Ein Schlüssel für den Langzeiterfolg ist die gemütlich-heitere Art und Weise, mit der die Oldies aus Bischofsheim, Wachenbuchen, Kesselstadt und Mühlheim zum Schläger greifen und ihre Matches bestreiten. Verbissene Duelle wie allzu oft im Punktspielbetrieb gibt es hier nicht. Im Vordergrund stehen die Freude an jedem gelungenen Schlag und jedem attraktiven Ballwechsel sowie der gemeinsame Spaß an Sport und Spiel.

Auch Ausflüge mit den Ehefrauen stehen auf dem Programm

Manch Altvorderer wie Klaus Maiwald kann gesundheitsbedingt nicht mehr aktiv mitwirken, kommt aber aus alter Verbundenheit regelmäßig als Zuschauer vorbei. Immer wieder ist es den Sonntags-Spielern gelungen, „Nachwuchs im fortgeschrittenen Alter“ mit dem passendem sportlichen Niveau zu finden und somit diese spezielle TT-Runde am Leben zu erhalten.

Neben dem Sportlichen standen immer auch Ausflüge mit den Ehefrauen und andere gesellige Veranstaltungen auf dem Programm.
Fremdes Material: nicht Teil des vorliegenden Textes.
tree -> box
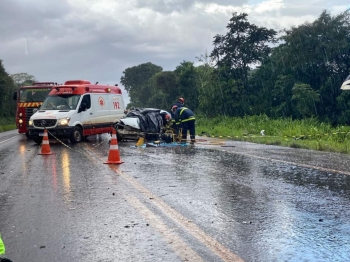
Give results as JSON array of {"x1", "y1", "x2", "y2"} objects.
[
  {"x1": 292, "y1": 83, "x2": 320, "y2": 117},
  {"x1": 174, "y1": 61, "x2": 199, "y2": 111},
  {"x1": 0, "y1": 60, "x2": 16, "y2": 117},
  {"x1": 211, "y1": 12, "x2": 277, "y2": 86},
  {"x1": 210, "y1": 13, "x2": 277, "y2": 116}
]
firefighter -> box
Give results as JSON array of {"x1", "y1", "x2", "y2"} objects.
[
  {"x1": 170, "y1": 97, "x2": 185, "y2": 135},
  {"x1": 171, "y1": 105, "x2": 196, "y2": 144}
]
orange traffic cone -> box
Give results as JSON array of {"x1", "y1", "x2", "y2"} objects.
[
  {"x1": 104, "y1": 128, "x2": 124, "y2": 164},
  {"x1": 38, "y1": 129, "x2": 52, "y2": 155}
]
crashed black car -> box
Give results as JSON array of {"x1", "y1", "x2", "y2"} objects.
[{"x1": 115, "y1": 108, "x2": 171, "y2": 141}]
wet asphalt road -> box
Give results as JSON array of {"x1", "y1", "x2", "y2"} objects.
[{"x1": 0, "y1": 131, "x2": 350, "y2": 262}]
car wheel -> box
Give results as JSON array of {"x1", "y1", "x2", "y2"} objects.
[{"x1": 69, "y1": 126, "x2": 83, "y2": 144}]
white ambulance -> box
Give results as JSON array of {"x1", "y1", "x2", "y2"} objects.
[{"x1": 29, "y1": 80, "x2": 125, "y2": 144}]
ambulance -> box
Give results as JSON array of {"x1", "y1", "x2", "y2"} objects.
[
  {"x1": 29, "y1": 80, "x2": 125, "y2": 144},
  {"x1": 13, "y1": 82, "x2": 57, "y2": 138}
]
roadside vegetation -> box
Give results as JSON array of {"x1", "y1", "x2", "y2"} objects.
[
  {"x1": 196, "y1": 115, "x2": 350, "y2": 154},
  {"x1": 0, "y1": 117, "x2": 16, "y2": 132}
]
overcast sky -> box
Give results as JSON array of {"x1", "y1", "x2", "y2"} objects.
[{"x1": 0, "y1": 0, "x2": 350, "y2": 104}]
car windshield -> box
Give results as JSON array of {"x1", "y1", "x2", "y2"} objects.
[
  {"x1": 40, "y1": 95, "x2": 81, "y2": 110},
  {"x1": 19, "y1": 88, "x2": 51, "y2": 102}
]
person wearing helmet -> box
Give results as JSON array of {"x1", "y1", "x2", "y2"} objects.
[
  {"x1": 171, "y1": 97, "x2": 185, "y2": 108},
  {"x1": 171, "y1": 105, "x2": 196, "y2": 144},
  {"x1": 170, "y1": 97, "x2": 185, "y2": 133}
]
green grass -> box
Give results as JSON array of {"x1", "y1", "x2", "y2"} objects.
[{"x1": 196, "y1": 115, "x2": 350, "y2": 154}]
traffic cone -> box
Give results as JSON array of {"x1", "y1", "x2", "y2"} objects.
[
  {"x1": 38, "y1": 129, "x2": 52, "y2": 155},
  {"x1": 136, "y1": 137, "x2": 145, "y2": 146},
  {"x1": 104, "y1": 128, "x2": 124, "y2": 164}
]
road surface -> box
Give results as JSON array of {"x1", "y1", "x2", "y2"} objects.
[{"x1": 0, "y1": 131, "x2": 350, "y2": 262}]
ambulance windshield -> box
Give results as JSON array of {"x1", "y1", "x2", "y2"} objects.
[
  {"x1": 19, "y1": 88, "x2": 51, "y2": 102},
  {"x1": 40, "y1": 95, "x2": 81, "y2": 111}
]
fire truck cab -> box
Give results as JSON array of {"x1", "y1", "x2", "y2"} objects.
[
  {"x1": 29, "y1": 80, "x2": 125, "y2": 144},
  {"x1": 13, "y1": 82, "x2": 56, "y2": 137}
]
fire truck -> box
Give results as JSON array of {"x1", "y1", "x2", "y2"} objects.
[{"x1": 13, "y1": 82, "x2": 57, "y2": 138}]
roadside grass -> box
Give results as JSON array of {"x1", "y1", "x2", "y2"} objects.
[
  {"x1": 196, "y1": 115, "x2": 350, "y2": 154},
  {"x1": 0, "y1": 117, "x2": 17, "y2": 132}
]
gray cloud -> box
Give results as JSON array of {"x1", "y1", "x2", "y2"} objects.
[{"x1": 0, "y1": 0, "x2": 345, "y2": 105}]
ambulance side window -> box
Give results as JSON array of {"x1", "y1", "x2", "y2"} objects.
[{"x1": 79, "y1": 95, "x2": 91, "y2": 111}]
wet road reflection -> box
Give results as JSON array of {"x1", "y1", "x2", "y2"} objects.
[{"x1": 0, "y1": 131, "x2": 350, "y2": 261}]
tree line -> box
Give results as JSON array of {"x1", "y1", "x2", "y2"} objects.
[
  {"x1": 0, "y1": 63, "x2": 35, "y2": 119},
  {"x1": 121, "y1": 9, "x2": 350, "y2": 125}
]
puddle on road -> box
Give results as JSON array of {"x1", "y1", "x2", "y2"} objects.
[{"x1": 123, "y1": 144, "x2": 350, "y2": 261}]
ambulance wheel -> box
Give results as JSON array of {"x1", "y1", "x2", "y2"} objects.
[
  {"x1": 33, "y1": 136, "x2": 43, "y2": 145},
  {"x1": 69, "y1": 126, "x2": 83, "y2": 144}
]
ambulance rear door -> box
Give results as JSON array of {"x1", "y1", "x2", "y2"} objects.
[{"x1": 79, "y1": 94, "x2": 94, "y2": 136}]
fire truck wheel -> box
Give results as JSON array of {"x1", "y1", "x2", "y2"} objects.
[
  {"x1": 33, "y1": 136, "x2": 43, "y2": 145},
  {"x1": 69, "y1": 126, "x2": 83, "y2": 144}
]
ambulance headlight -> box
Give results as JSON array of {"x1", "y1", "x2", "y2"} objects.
[{"x1": 58, "y1": 117, "x2": 70, "y2": 126}]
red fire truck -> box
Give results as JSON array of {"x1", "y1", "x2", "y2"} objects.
[{"x1": 13, "y1": 82, "x2": 57, "y2": 138}]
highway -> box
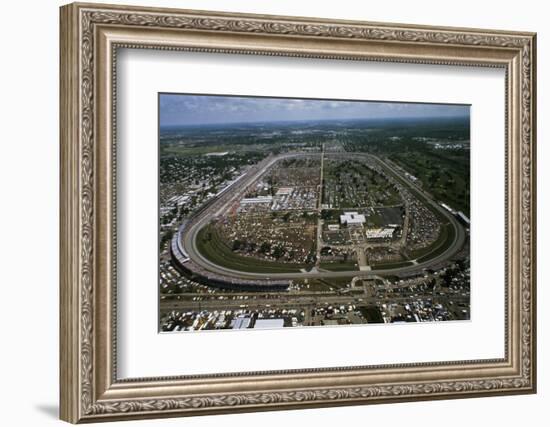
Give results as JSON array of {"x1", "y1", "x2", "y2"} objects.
[{"x1": 177, "y1": 153, "x2": 466, "y2": 280}]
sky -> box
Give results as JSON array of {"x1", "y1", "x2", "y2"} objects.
[{"x1": 160, "y1": 94, "x2": 470, "y2": 126}]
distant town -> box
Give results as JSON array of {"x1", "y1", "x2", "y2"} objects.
[{"x1": 159, "y1": 95, "x2": 470, "y2": 332}]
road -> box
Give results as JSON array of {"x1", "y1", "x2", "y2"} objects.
[{"x1": 182, "y1": 153, "x2": 466, "y2": 280}]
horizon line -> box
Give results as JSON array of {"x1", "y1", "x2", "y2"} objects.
[{"x1": 159, "y1": 114, "x2": 470, "y2": 129}]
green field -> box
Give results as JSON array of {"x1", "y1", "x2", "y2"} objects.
[
  {"x1": 197, "y1": 225, "x2": 307, "y2": 273},
  {"x1": 319, "y1": 261, "x2": 357, "y2": 271},
  {"x1": 415, "y1": 223, "x2": 455, "y2": 262},
  {"x1": 371, "y1": 261, "x2": 412, "y2": 270}
]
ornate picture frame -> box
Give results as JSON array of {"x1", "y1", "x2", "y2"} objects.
[{"x1": 60, "y1": 3, "x2": 536, "y2": 423}]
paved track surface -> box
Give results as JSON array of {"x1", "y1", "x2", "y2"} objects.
[{"x1": 182, "y1": 153, "x2": 466, "y2": 280}]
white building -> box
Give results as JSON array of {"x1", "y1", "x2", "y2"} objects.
[
  {"x1": 340, "y1": 212, "x2": 365, "y2": 225},
  {"x1": 276, "y1": 187, "x2": 294, "y2": 196},
  {"x1": 366, "y1": 228, "x2": 394, "y2": 239},
  {"x1": 240, "y1": 196, "x2": 273, "y2": 205}
]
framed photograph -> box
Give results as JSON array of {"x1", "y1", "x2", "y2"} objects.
[{"x1": 60, "y1": 4, "x2": 536, "y2": 423}]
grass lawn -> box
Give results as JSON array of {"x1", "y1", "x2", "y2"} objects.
[{"x1": 197, "y1": 225, "x2": 306, "y2": 273}]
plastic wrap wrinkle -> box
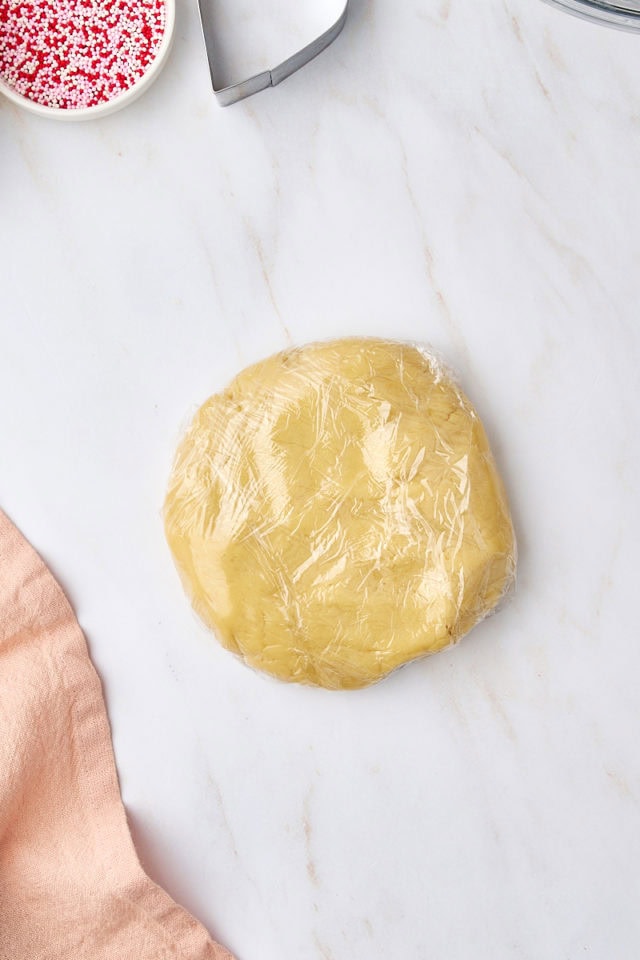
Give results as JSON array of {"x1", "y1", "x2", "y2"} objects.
[{"x1": 165, "y1": 339, "x2": 516, "y2": 689}]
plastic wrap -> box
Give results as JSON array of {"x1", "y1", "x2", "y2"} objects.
[{"x1": 165, "y1": 339, "x2": 516, "y2": 689}]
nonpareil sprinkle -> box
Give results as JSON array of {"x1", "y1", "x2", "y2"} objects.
[{"x1": 0, "y1": 0, "x2": 166, "y2": 110}]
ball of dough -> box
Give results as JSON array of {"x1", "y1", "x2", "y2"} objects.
[{"x1": 165, "y1": 339, "x2": 515, "y2": 689}]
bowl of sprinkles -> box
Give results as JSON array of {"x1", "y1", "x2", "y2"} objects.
[{"x1": 0, "y1": 0, "x2": 175, "y2": 120}]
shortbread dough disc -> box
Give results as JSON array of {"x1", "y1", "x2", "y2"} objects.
[{"x1": 165, "y1": 339, "x2": 515, "y2": 689}]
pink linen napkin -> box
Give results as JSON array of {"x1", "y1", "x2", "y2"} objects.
[{"x1": 0, "y1": 511, "x2": 233, "y2": 960}]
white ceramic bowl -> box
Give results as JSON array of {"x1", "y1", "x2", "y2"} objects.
[{"x1": 0, "y1": 0, "x2": 176, "y2": 120}]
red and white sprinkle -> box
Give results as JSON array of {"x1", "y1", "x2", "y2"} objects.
[{"x1": 0, "y1": 0, "x2": 166, "y2": 110}]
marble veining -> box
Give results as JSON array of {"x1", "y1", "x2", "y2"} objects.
[{"x1": 0, "y1": 0, "x2": 640, "y2": 960}]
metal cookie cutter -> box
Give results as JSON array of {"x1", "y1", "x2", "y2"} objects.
[{"x1": 198, "y1": 0, "x2": 349, "y2": 107}]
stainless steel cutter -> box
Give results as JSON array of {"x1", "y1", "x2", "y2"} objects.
[{"x1": 198, "y1": 0, "x2": 349, "y2": 107}]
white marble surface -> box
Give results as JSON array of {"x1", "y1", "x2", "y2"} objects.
[{"x1": 0, "y1": 0, "x2": 640, "y2": 960}]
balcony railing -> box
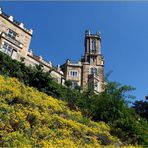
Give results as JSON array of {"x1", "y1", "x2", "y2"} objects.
[{"x1": 1, "y1": 32, "x2": 23, "y2": 48}]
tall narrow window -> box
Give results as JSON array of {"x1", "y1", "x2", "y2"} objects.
[
  {"x1": 69, "y1": 70, "x2": 78, "y2": 77},
  {"x1": 90, "y1": 67, "x2": 97, "y2": 75},
  {"x1": 8, "y1": 29, "x2": 17, "y2": 39},
  {"x1": 3, "y1": 42, "x2": 14, "y2": 55}
]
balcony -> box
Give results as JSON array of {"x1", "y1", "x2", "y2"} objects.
[{"x1": 1, "y1": 32, "x2": 23, "y2": 48}]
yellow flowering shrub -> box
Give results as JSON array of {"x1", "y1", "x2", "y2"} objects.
[{"x1": 0, "y1": 76, "x2": 119, "y2": 148}]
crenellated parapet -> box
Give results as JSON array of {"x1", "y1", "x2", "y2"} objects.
[{"x1": 0, "y1": 8, "x2": 33, "y2": 35}]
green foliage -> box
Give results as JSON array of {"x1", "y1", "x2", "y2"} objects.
[
  {"x1": 132, "y1": 100, "x2": 148, "y2": 120},
  {"x1": 0, "y1": 53, "x2": 148, "y2": 146},
  {"x1": 0, "y1": 76, "x2": 120, "y2": 148}
]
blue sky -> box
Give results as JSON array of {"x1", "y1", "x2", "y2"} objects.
[{"x1": 0, "y1": 1, "x2": 148, "y2": 100}]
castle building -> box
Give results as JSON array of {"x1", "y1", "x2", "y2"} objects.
[
  {"x1": 0, "y1": 9, "x2": 64, "y2": 84},
  {"x1": 0, "y1": 9, "x2": 104, "y2": 93},
  {"x1": 61, "y1": 30, "x2": 104, "y2": 93}
]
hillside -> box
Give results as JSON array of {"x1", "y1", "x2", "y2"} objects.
[{"x1": 0, "y1": 76, "x2": 117, "y2": 148}]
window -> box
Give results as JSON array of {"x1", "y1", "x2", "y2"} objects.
[
  {"x1": 69, "y1": 70, "x2": 78, "y2": 77},
  {"x1": 90, "y1": 67, "x2": 97, "y2": 75},
  {"x1": 8, "y1": 29, "x2": 17, "y2": 39},
  {"x1": 92, "y1": 39, "x2": 96, "y2": 51},
  {"x1": 3, "y1": 42, "x2": 14, "y2": 55}
]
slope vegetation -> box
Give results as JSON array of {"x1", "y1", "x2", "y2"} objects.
[{"x1": 0, "y1": 76, "x2": 118, "y2": 148}]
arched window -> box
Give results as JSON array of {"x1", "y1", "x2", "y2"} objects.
[
  {"x1": 90, "y1": 67, "x2": 97, "y2": 75},
  {"x1": 92, "y1": 39, "x2": 96, "y2": 51}
]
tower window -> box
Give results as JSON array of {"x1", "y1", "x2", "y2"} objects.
[
  {"x1": 3, "y1": 42, "x2": 14, "y2": 55},
  {"x1": 92, "y1": 39, "x2": 96, "y2": 51},
  {"x1": 8, "y1": 29, "x2": 17, "y2": 39},
  {"x1": 69, "y1": 70, "x2": 78, "y2": 77},
  {"x1": 90, "y1": 67, "x2": 97, "y2": 75}
]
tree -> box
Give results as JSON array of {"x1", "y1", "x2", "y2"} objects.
[{"x1": 133, "y1": 100, "x2": 148, "y2": 120}]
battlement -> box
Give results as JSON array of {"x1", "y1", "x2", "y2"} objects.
[
  {"x1": 0, "y1": 8, "x2": 33, "y2": 35},
  {"x1": 85, "y1": 30, "x2": 101, "y2": 39}
]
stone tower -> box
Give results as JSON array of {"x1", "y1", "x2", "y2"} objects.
[{"x1": 81, "y1": 30, "x2": 104, "y2": 92}]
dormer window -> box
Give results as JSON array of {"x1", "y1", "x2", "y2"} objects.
[{"x1": 8, "y1": 29, "x2": 17, "y2": 39}]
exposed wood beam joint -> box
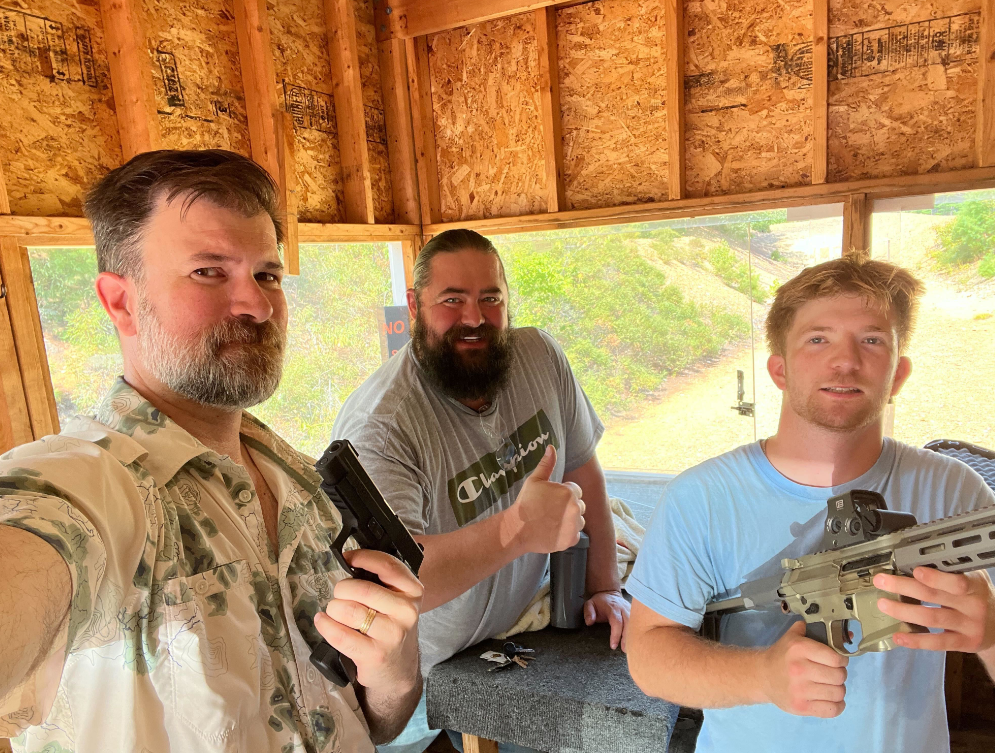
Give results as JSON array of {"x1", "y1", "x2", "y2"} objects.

Ein Bierchen gibt‘s danach

Nach dem sportlichen Treiben am Sonntag werden Tische, Netze und Banden ordnungsgemäß verstaut. Nach der Dusche versammeln sich die Senioren noch für ein Stündchen nebenan in der Gaststube bei Peter, dem Wirt des Vereinslokals – bei schönem Wetter gern auch draußen am angestammten Tisch im Biergarten.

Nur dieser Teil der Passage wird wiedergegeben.